Third, you need to have a good sense of the demand you’ll be getting, whether or not you have separate inventories. Importantly, today’s demand models can consider much more than traditional sales variables. In fact, our models can consider regional COVID-19 conditions and social listening analytics from sites like Twitter and Facebook when projecting demand. By embedding these types of analytics in your demand forecasts, you’ll know better where to place your products.
Q: What advice do you give retailers on how to work with suppliers?
Working with consumer-packaged goods (CPG) companies is evolving along with the industry. In the traditional retail model, a grocery chain with finite physical space could leverage the value of its shelf space when negotiating agreements with CPGs. The retailer could run virtual assortment optimization algorithms to determine the best assortment for its shelves and use the analyses to negotiate placement, the number of cases, discounts, and other terms with suppliers. The retailer might not actually carry out the assortment plan but could use it as a negotiating tool.

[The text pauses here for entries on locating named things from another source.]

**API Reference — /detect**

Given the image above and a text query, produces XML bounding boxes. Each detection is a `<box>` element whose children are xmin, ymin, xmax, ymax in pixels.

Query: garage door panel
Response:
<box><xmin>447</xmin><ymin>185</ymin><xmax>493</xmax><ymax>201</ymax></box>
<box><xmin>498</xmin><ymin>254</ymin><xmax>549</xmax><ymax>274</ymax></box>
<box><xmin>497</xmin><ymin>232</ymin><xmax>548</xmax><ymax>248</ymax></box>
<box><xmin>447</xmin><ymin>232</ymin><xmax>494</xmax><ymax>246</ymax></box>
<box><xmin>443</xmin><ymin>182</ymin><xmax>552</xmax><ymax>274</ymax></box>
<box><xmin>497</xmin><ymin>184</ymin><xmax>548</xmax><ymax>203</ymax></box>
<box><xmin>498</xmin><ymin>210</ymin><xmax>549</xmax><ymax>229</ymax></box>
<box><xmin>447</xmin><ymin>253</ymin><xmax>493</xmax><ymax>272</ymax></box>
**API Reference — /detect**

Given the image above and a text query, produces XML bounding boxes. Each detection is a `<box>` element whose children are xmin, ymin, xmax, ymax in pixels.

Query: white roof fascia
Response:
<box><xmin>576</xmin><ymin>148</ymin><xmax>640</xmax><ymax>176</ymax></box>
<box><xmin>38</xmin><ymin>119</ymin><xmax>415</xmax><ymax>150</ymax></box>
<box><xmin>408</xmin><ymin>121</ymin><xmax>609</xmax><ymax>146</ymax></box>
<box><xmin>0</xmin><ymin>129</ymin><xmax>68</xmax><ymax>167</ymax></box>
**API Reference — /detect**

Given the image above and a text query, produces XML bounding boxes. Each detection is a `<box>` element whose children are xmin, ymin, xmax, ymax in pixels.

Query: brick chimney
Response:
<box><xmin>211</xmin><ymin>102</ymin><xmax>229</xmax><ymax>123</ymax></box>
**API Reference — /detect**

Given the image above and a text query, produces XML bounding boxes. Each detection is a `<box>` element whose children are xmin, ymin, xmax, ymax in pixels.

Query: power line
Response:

In the endless aisle context, physical space is less important and now you need to focus on new parameters, such as page rankings, to attract the most attention to your products. You do have new levers to use to your advantage, though. For example, many e-commerce sites use a page ranking algorithm as an incentive to motivate their suppliers to adhere to their business terms. If a supplier complies with the retailer’s terms to maintain price parity with competitors’ sites, the retailer will rank the supplier higher. This type of approach is mutually beneficial to both sides, but it must be super transparent. For example, if a supplier offers a product for a lower price to a competing platform, its compliance score will drop and it will be informed immediately that its ranking has fallen.
Q: What are some of the new platforms or services Lynx is offering now? Do you have solutions that help retailers during the pandemic?
I would mention two things. One that I discussed before is mobility data analytics that help retailers better understand customers. Retailers are taking advantage of this and adjusting their forecasts.
The second thing we are offering is “one-off” analytics that help retailers with unusual decision-making situations. Let’s say a fashion brand sold only half of its inventory during the pandemic and now it has new inventory coming to market. Suddenly it has an unprecedented problem—a double inventory—and it must go back to the drawing board to make critical merchandising decisions in a short timeframe. This is what I would call a one-off problem. We offer specialized analytics solutions for these types of situations.